Vehicle fleet emissions of black carbon, polycyclic aromatic hydrocarbons, and other pollutants measured by a mobile laboratory in Mexico City
M. Jiang1, L. C. Marr1,2, E. J. Dunlea2,3, S. C. Herndon4, J. T. Jayne4, C. E. Kolb4, W. B. Knighton5, T. M. Rogers5, M. Zavala2, L. T. Molina2, and M. J. Molina2
1Department of Civil and Environmental Engineering, Virginia Polytechnic Institute and State University, Blacksburg, Virginia, USA
2Department of Earth, Atmospheric, and Planetary Sciences, Massachusetts Institute of Technology, Cambridge, Massachusetts, USA
3Cooperative Institute for Research in Environmental Sciences, University of Colorado, Boulder, Colorado, USA
4Center for Atmospheric and Environmental Chemistry, Aerodyne Research, Inc., Billerica, Massachusetts, USA
5Department of Chemistry and Biochemistry, Montana State University, Bozeman, Montana, USA

Abstract. Black carbon (BC) and polycyclic aromatic hydrocarbons (PAHs) are of concern due to their effects on climate and health. The main goal of this research is to provide the first estimate of emissions of BC and particle-phase PAHs (PPAHs) from motor vehicles in Mexico City. The emissions of other pollutants including carbon monoxide (CO), oxides of nitrogen (NOx), volatile organic compounds (VOCs), and particulate matter of diameter 2.5 μm and less (PM2.5) are also estimated. As a part of the Mexico City Metropolitan Area field campaign in April 2003 (MCMA-2003), a mobile laboratory was driven throughout the city. The laboratory was equipped with a comprehensive suite of gas and particle analyzers, including an aethalometer that measured BC and a photoionization aerosol sensor that measured PPAHs. While driving through traffic, the mobile lab continuously sampled exhaust plumes from the vehicles around it. We have developed a method of automatically identifying exhaust plumes, which are then used as the basis for calculation of fleet-average emissions. In the approximately 75 h of on-road sampling during the field campaign, we have identified ~30 000 exhaust measurement points that represent a variety of vehicle types and driving conditions. The large sample provides a basis for estimating fleet-average emission factors and thus the emission inventory. Motor vehicles in the Mexico City area are estimated to emit 1700±200 metric tons BC, 57±6 tons PPAHs, 1 190 000±40 000 tons CO, 120 000±3000 tons NOx, 240 000±50 000 tons VOCs, and 4400±400 tons PM2.5 per year, not including cold start emissions. The estimates for CO, NOx, and PPAHs may be low by up to 10% due to the slower response time of analyzers used to measure these species. Compared to the government's official motor vehicle emission inventory for the year 2002, the estimates for CO, NOx, VOCs, and PM2.5 are 38% lower, 23% lower, 27% higher, and 25% higher, respectively. The distributions of emission factors of BC, PPAHs, and PM2.5 are highly skewed, i.e. asymmetric, while those for benzene, measured as a surrogate for total VOCs, and NOx are less skewed. As a result, the total emissions of BC, PPAHs, and PM2.5 could be reduced by approximately 50% if the highest 20% of data points were removed, but "super polluters" are less influential on overall NOx and VOC emissions.
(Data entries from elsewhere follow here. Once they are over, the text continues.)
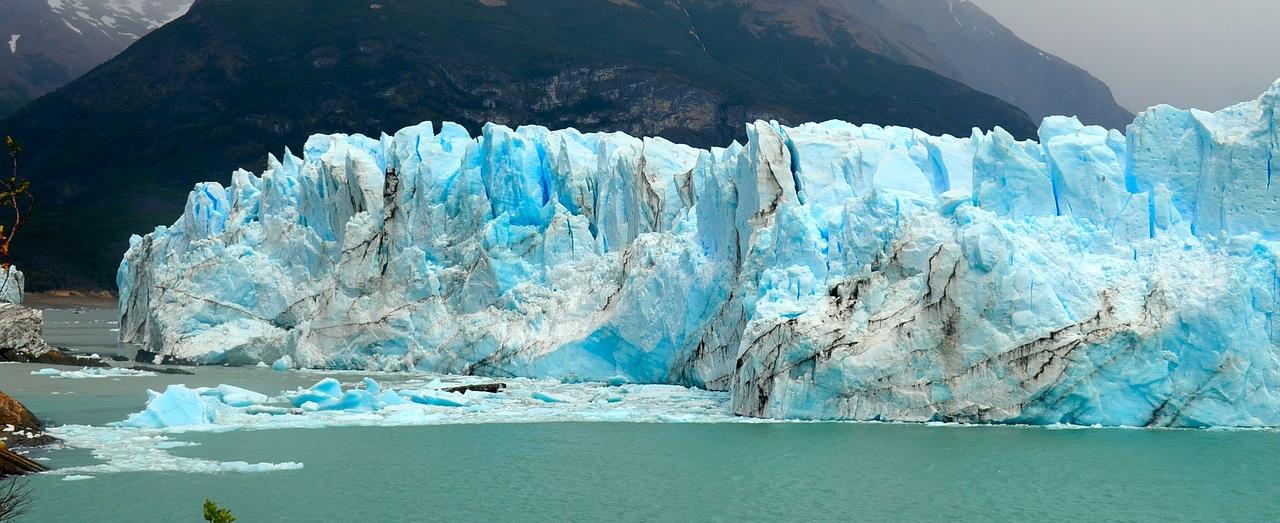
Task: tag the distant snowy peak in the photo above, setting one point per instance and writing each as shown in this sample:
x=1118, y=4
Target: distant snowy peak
x=64, y=39
x=118, y=18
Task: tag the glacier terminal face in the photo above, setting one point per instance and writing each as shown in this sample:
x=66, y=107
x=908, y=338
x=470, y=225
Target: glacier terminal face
x=821, y=271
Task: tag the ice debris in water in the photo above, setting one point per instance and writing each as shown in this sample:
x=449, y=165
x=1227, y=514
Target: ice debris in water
x=92, y=372
x=819, y=271
x=421, y=402
x=141, y=441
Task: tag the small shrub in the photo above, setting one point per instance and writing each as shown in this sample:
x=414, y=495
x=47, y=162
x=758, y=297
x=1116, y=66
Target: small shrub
x=14, y=500
x=216, y=514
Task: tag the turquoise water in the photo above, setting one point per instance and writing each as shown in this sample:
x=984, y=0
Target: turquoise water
x=649, y=471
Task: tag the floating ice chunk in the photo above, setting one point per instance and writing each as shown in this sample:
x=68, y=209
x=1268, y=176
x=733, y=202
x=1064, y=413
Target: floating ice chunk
x=127, y=449
x=233, y=395
x=91, y=372
x=439, y=399
x=176, y=407
x=548, y=398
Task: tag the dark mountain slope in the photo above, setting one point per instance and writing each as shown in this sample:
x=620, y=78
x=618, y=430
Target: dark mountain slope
x=958, y=40
x=51, y=42
x=115, y=151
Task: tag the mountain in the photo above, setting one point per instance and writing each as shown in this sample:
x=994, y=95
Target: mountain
x=213, y=91
x=51, y=42
x=958, y=40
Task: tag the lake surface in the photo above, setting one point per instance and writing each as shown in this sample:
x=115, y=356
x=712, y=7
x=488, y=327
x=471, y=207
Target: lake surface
x=617, y=471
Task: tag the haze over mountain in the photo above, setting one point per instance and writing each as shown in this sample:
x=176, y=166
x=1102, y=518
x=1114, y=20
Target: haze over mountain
x=51, y=42
x=958, y=40
x=233, y=79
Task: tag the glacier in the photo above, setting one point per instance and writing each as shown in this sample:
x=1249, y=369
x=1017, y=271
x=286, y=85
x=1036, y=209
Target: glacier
x=818, y=271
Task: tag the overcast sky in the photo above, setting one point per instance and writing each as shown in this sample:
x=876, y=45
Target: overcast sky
x=1205, y=54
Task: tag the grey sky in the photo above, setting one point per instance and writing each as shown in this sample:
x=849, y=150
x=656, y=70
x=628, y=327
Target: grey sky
x=1203, y=54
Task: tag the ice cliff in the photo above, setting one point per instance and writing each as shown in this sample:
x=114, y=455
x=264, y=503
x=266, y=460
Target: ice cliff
x=818, y=271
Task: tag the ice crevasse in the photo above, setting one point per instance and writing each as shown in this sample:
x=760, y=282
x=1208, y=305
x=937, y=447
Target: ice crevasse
x=824, y=271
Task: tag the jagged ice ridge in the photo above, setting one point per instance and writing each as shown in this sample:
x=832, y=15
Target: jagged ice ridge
x=824, y=271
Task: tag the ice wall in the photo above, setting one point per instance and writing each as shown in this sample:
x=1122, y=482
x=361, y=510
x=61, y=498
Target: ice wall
x=818, y=271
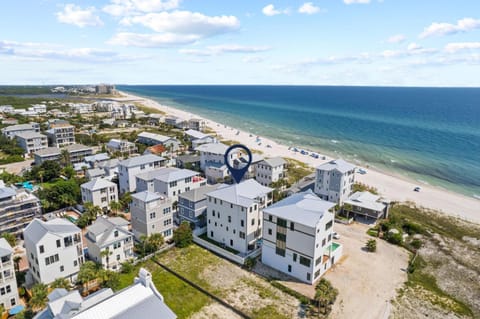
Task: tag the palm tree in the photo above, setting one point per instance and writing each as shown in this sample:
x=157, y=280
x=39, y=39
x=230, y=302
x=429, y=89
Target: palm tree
x=115, y=206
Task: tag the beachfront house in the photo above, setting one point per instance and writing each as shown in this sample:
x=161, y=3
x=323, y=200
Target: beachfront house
x=141, y=300
x=334, y=180
x=297, y=236
x=192, y=205
x=17, y=209
x=11, y=131
x=131, y=167
x=270, y=170
x=8, y=282
x=54, y=250
x=31, y=141
x=235, y=213
x=148, y=138
x=152, y=213
x=109, y=242
x=100, y=192
x=366, y=205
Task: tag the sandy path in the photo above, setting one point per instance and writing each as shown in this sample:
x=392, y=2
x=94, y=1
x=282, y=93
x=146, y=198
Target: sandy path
x=393, y=187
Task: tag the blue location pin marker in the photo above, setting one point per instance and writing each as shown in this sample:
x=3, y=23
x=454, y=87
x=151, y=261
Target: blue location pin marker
x=238, y=173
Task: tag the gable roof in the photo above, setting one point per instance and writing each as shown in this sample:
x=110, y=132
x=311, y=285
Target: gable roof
x=243, y=194
x=141, y=160
x=304, y=208
x=97, y=183
x=37, y=228
x=338, y=164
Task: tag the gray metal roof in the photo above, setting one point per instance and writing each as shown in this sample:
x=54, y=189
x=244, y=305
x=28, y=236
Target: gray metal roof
x=5, y=248
x=38, y=228
x=243, y=194
x=141, y=160
x=96, y=184
x=198, y=194
x=304, y=208
x=338, y=164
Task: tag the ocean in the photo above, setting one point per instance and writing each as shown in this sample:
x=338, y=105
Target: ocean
x=431, y=135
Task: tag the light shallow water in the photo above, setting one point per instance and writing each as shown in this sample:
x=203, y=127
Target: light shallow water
x=428, y=134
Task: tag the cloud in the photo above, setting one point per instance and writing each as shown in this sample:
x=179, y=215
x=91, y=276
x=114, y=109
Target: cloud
x=441, y=29
x=397, y=38
x=185, y=22
x=461, y=46
x=152, y=40
x=356, y=1
x=119, y=8
x=42, y=51
x=224, y=48
x=79, y=17
x=269, y=10
x=308, y=8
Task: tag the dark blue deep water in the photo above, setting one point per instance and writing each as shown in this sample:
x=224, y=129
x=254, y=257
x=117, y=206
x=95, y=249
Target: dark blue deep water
x=428, y=134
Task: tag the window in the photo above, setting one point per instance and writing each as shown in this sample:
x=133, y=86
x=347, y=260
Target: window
x=305, y=261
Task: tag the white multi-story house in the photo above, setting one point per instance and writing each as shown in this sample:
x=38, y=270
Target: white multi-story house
x=61, y=133
x=124, y=147
x=297, y=236
x=214, y=154
x=54, y=250
x=270, y=170
x=151, y=213
x=8, y=282
x=31, y=141
x=235, y=213
x=11, y=131
x=148, y=138
x=109, y=242
x=141, y=300
x=129, y=168
x=100, y=192
x=334, y=180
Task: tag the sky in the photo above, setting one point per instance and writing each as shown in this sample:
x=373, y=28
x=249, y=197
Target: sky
x=312, y=42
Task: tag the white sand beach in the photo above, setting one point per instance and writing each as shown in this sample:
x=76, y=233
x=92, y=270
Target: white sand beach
x=395, y=188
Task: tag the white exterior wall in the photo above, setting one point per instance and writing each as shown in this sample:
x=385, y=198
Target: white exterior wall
x=228, y=233
x=8, y=282
x=303, y=241
x=101, y=197
x=143, y=223
x=69, y=257
x=323, y=180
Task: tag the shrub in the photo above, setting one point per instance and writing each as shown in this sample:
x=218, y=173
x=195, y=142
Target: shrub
x=371, y=245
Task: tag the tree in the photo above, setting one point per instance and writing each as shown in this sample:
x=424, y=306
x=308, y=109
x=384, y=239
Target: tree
x=61, y=283
x=10, y=238
x=371, y=245
x=39, y=296
x=183, y=236
x=325, y=295
x=115, y=206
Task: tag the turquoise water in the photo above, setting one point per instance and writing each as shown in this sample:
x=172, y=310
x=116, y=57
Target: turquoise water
x=431, y=135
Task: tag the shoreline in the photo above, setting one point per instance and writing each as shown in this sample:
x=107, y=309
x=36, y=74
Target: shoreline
x=389, y=184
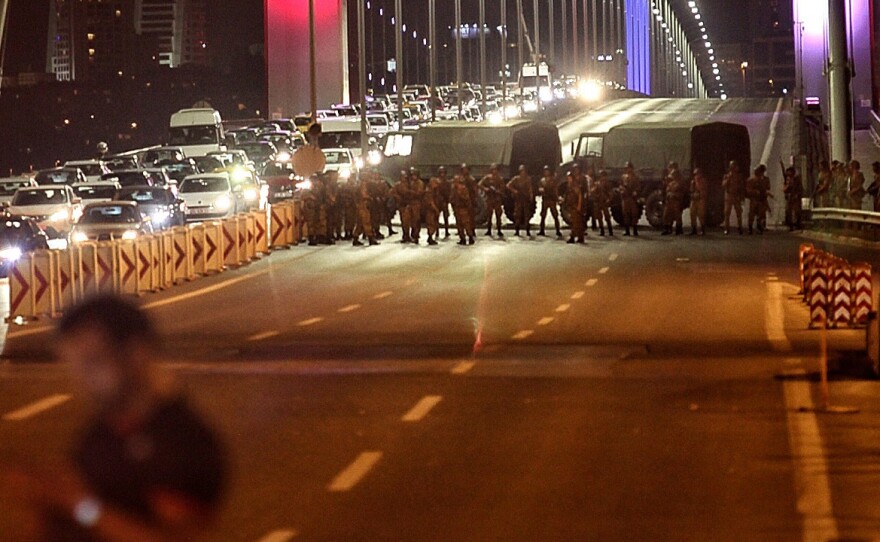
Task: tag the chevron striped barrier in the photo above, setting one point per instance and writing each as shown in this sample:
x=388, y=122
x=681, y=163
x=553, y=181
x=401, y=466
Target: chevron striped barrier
x=862, y=295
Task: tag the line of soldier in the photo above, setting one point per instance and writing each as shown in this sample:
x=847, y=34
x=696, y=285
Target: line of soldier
x=357, y=209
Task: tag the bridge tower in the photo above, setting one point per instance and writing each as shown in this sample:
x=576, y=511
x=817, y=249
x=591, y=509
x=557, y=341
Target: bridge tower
x=287, y=54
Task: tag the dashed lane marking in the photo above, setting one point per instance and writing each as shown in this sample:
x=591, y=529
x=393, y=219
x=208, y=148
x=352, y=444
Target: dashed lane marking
x=281, y=535
x=310, y=321
x=463, y=368
x=422, y=408
x=355, y=472
x=36, y=408
x=264, y=335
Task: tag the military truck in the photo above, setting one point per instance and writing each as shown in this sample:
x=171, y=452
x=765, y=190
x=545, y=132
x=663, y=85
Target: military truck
x=651, y=146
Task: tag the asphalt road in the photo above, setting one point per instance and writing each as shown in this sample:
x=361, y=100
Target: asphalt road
x=514, y=390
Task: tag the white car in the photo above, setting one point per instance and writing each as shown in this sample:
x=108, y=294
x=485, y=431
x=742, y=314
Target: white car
x=341, y=161
x=54, y=208
x=209, y=196
x=93, y=169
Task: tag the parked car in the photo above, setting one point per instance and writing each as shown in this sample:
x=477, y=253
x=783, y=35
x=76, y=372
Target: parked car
x=163, y=207
x=208, y=196
x=110, y=220
x=18, y=236
x=54, y=208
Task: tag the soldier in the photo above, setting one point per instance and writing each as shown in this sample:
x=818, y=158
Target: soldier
x=471, y=184
x=347, y=199
x=758, y=190
x=444, y=195
x=699, y=194
x=573, y=203
x=794, y=192
x=734, y=191
x=549, y=190
x=630, y=189
x=856, y=191
x=600, y=196
x=364, y=200
x=492, y=186
x=674, y=204
x=462, y=208
x=524, y=201
x=874, y=189
x=431, y=209
x=822, y=192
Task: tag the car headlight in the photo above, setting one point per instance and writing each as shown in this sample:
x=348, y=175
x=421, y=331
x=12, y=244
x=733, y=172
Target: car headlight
x=223, y=203
x=11, y=254
x=59, y=216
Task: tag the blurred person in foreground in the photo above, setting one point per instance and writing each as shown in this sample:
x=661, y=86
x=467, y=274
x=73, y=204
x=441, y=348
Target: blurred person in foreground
x=145, y=467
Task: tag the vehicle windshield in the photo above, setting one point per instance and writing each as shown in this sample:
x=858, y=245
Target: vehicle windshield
x=110, y=214
x=145, y=195
x=204, y=184
x=87, y=191
x=39, y=197
x=194, y=135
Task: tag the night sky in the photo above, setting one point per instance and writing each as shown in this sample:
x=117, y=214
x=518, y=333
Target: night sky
x=239, y=23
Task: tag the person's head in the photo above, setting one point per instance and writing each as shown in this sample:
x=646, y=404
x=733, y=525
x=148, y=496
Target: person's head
x=110, y=344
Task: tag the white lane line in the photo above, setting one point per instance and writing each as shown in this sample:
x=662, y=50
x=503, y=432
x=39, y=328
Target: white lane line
x=463, y=368
x=355, y=472
x=281, y=535
x=203, y=291
x=422, y=408
x=35, y=408
x=812, y=482
x=310, y=321
x=264, y=335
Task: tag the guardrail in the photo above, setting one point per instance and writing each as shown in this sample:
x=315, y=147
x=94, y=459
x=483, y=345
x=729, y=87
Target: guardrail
x=43, y=283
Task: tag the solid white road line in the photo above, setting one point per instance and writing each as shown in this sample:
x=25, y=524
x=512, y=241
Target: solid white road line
x=264, y=335
x=355, y=472
x=812, y=481
x=35, y=408
x=422, y=408
x=463, y=368
x=310, y=321
x=279, y=536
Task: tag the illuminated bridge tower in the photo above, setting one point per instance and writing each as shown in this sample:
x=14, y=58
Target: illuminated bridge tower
x=287, y=54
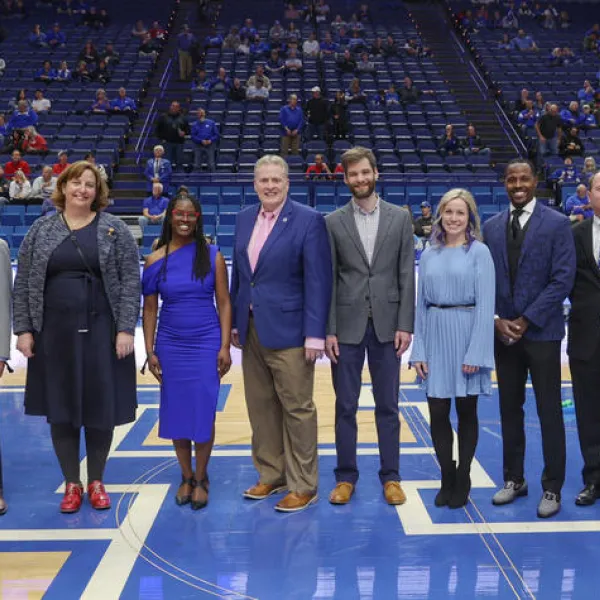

Citation: Jiang, M., Marr, L. C., Dunlea, E. J., Herndon, S. C., Jayne, J. T., Kolb, C. E., Knighton, W. B., Rogers, T. M., Zavala, M., Molina, L. T., and Molina, M. J.: Vehicle fleet emissions of black carbon, polycyclic aromatic hydrocarbons, and other pollutants measured by a mobile laboratory in Mexico City, Atmos. Chem. Phys., 5, 3377-3387, doi:10.5194/acp-5-3377-2005, 2005.